O engenheiro-agrônomo Lucas Bartelega, da ProCafé, é um dos investigadores deste caso. Ele revela que a rota do contrabando já foi identificada na Colômbia e na Costa Rica, nações que são justamente nossas grandes concorrentes no mercado internacional de café. “A maioria dessa semente tem saído do Brasil de forma ilegal”, afirma Bartelega em entrevista à EPTV, da rede Globo, destacando que o Ministério da Agricultura já foi acionado para tentar conter a fuga.
Mas por que tanto alvoroço com um punhado de sementes? A resposta está no tempo e no investimento. Imagine uma tecnologia que levou mais de quatro décadas para ser aperfeiçoada. São variedades que resistem a pragas terríveis, à seca implacável, verdadeiros super-heróis genéticos criados em laboratórios e campos de pesquisa brasileiros. Tudo isso financiado, em grande parte, pelos próprios cafeicultores, que acreditam no futuro da atividade.

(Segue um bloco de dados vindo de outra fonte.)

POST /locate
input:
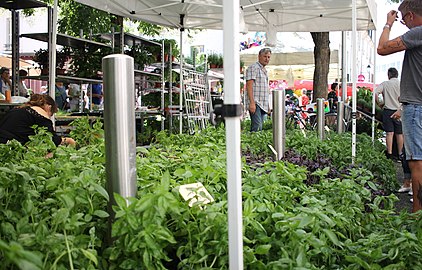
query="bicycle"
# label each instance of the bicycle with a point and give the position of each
(299, 118)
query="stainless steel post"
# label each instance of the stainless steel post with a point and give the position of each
(340, 117)
(320, 118)
(119, 125)
(279, 122)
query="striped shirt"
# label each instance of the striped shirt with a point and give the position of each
(261, 88)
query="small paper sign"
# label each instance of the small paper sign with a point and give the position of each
(196, 194)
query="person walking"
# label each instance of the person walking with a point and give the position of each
(390, 91)
(258, 90)
(5, 82)
(410, 85)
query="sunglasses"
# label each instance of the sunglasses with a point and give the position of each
(404, 18)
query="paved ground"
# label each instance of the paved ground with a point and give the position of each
(404, 202)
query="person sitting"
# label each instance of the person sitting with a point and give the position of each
(332, 97)
(61, 96)
(23, 90)
(18, 123)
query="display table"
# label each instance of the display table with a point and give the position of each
(7, 106)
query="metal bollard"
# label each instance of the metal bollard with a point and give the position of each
(321, 118)
(279, 122)
(340, 117)
(119, 125)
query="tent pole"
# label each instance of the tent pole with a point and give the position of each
(343, 68)
(181, 78)
(232, 100)
(354, 71)
(52, 25)
(373, 85)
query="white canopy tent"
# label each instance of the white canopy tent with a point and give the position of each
(280, 15)
(259, 15)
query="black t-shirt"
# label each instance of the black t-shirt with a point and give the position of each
(17, 124)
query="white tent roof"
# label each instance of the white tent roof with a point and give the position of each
(284, 15)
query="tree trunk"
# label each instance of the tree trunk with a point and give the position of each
(322, 64)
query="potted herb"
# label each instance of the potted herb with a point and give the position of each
(242, 66)
(141, 56)
(42, 58)
(86, 62)
(213, 60)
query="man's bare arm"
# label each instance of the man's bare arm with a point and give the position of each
(385, 45)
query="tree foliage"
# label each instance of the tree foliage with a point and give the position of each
(74, 17)
(322, 63)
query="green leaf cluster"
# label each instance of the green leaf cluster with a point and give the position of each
(53, 213)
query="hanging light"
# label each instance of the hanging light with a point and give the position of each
(242, 25)
(271, 30)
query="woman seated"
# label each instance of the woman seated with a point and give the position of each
(17, 123)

“São recursos do produtor brasileiro investidos, que os cafeicultores de outros países agora tem acesso de forma gratuita e muito fácil”, lamenta o pesquisador. É como se o Brasil pagasse a conta de um desenvolvimento de ponta para que concorrentes usufruam da tecnologia sem qualquer esforço.

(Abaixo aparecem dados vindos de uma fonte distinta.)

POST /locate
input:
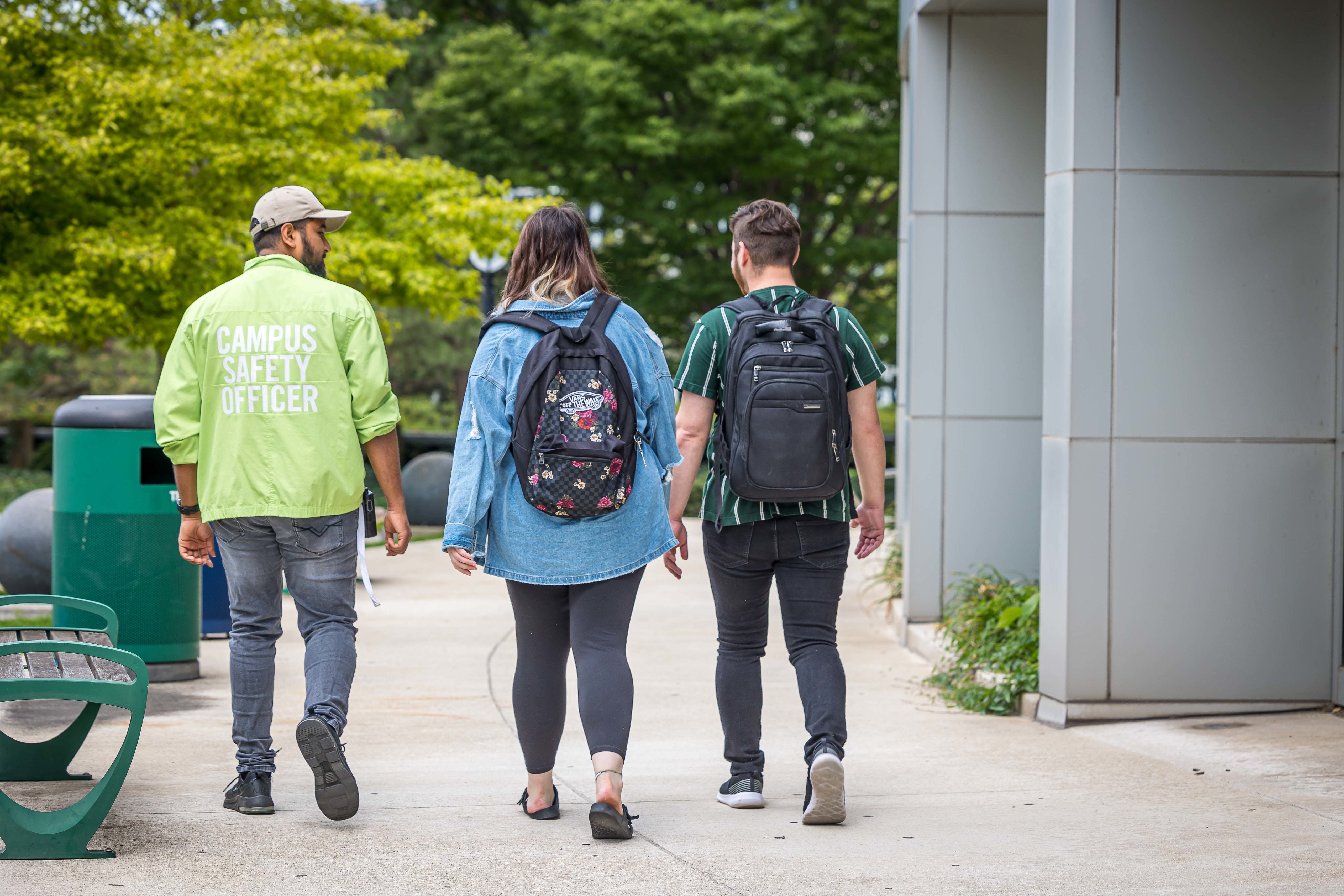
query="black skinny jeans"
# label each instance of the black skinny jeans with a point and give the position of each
(806, 557)
(593, 619)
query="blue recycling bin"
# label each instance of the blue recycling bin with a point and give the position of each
(214, 597)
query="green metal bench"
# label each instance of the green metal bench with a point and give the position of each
(65, 664)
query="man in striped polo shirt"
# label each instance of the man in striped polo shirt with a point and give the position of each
(800, 547)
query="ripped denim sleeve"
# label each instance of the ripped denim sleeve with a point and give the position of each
(483, 438)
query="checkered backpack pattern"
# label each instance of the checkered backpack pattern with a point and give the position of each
(576, 436)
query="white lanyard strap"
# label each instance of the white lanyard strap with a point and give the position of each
(363, 562)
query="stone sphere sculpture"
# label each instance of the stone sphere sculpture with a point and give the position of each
(425, 483)
(26, 544)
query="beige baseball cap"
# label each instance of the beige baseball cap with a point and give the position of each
(292, 203)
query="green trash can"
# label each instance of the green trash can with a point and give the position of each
(115, 531)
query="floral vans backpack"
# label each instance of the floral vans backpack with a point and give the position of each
(574, 438)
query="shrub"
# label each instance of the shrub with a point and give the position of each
(993, 631)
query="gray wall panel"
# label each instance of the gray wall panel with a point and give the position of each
(922, 537)
(928, 266)
(998, 115)
(1081, 85)
(994, 316)
(1224, 557)
(1078, 287)
(993, 496)
(929, 113)
(1226, 310)
(1074, 569)
(1229, 85)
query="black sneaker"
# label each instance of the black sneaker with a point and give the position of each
(334, 785)
(823, 800)
(250, 794)
(744, 792)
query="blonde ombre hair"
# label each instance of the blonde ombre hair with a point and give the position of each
(554, 260)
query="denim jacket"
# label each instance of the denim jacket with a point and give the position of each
(487, 512)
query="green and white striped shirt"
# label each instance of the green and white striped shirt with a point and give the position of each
(702, 373)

O vice-presidente do sistema Faemg-Senar, Arnaldo Bottrel Reis, não hesita em classificar a prática: “É contrabando de tecnologia”. Para ele, é inaceitável que anos de pesquisa, que conferiram ao café brasileiro resistência a nematoides, ferrugem e estiagem, sejam simplesmente enviados para fora sem controle. “O Ministério da Agricultura não tem nenhum registro de que essas sementes estão saindo. É contrabando”, reforça.
Nos cafundós das lavouras, a indignação é a mesma, mas o tom é ainda mais direto. O cafeicultor Adelino Roberto Bernardes chama as coisas pelos nomes: “É jogo sujo”. Ele aponta a cruel contradição: enquanto o produtor brasileiro arca com altos custos e segue regras rigorosas – inclusive com a proibição de certos defensivos –, o concorrente estrangeiro usufrui da variedade roubada com custos menores e, muitas vezes, com um leque de produtos químicos mais amplo. “Não é justo”, sentencia.

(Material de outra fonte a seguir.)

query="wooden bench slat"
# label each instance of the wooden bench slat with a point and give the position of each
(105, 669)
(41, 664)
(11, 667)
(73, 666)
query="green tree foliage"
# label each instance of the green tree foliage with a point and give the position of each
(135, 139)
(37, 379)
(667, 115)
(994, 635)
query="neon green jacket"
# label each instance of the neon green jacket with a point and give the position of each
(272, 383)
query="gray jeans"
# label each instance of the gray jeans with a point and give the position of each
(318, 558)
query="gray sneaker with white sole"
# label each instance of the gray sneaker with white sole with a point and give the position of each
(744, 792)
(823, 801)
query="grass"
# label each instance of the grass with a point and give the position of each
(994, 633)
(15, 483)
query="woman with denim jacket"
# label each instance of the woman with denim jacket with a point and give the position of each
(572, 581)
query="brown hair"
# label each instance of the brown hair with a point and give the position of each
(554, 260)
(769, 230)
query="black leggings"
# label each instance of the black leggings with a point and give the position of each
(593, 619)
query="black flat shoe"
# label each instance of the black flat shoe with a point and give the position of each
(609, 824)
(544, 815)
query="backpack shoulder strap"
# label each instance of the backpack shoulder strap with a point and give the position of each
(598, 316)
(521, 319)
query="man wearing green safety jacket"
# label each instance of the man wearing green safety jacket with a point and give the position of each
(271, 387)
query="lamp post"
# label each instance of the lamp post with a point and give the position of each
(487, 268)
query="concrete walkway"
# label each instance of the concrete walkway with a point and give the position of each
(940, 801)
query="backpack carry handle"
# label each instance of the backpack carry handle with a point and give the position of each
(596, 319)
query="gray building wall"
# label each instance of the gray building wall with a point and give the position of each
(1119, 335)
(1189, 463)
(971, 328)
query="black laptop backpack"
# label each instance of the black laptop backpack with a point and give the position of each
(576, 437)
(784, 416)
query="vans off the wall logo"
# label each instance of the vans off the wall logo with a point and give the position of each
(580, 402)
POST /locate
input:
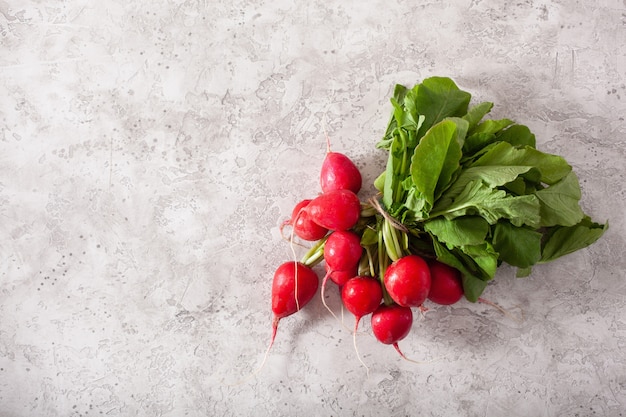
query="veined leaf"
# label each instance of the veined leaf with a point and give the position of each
(439, 97)
(493, 176)
(473, 286)
(563, 240)
(552, 167)
(466, 230)
(476, 113)
(517, 135)
(517, 246)
(559, 202)
(477, 198)
(435, 160)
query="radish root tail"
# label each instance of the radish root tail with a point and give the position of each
(356, 349)
(502, 310)
(265, 356)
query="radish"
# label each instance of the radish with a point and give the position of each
(339, 173)
(340, 277)
(302, 225)
(392, 323)
(335, 210)
(294, 285)
(408, 281)
(446, 286)
(361, 295)
(342, 252)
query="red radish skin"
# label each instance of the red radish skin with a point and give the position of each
(339, 173)
(341, 277)
(342, 253)
(303, 226)
(408, 281)
(446, 286)
(291, 278)
(361, 296)
(335, 210)
(392, 323)
(342, 250)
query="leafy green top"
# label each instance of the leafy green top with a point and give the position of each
(471, 192)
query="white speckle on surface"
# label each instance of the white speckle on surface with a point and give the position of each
(149, 153)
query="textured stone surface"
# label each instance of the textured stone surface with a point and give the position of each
(149, 151)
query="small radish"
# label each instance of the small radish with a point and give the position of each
(341, 277)
(342, 250)
(392, 323)
(446, 286)
(408, 281)
(335, 210)
(339, 173)
(361, 295)
(302, 225)
(291, 278)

A crônica que se desenha nos campos de Minas é, portanto, de uma guerra silenciosa. Não há tiros, mas há uma disputa feroz pela liderança no mercado global do café. O alvo não é um território, mas a inteligência e a inovação contidas em cada semente. O temor é que, ao perder o controle sobre esse patrimônio genético, o Brasil veja minguar a competitividade do seu “ouro verde”, conquistada com tanto empenho ao longo de gerações. O caso das sementes contrabandeadas é mais do que uma notícia; é um capítulo crucial na luta pela preservação de uma das maiores riquezas nacionais.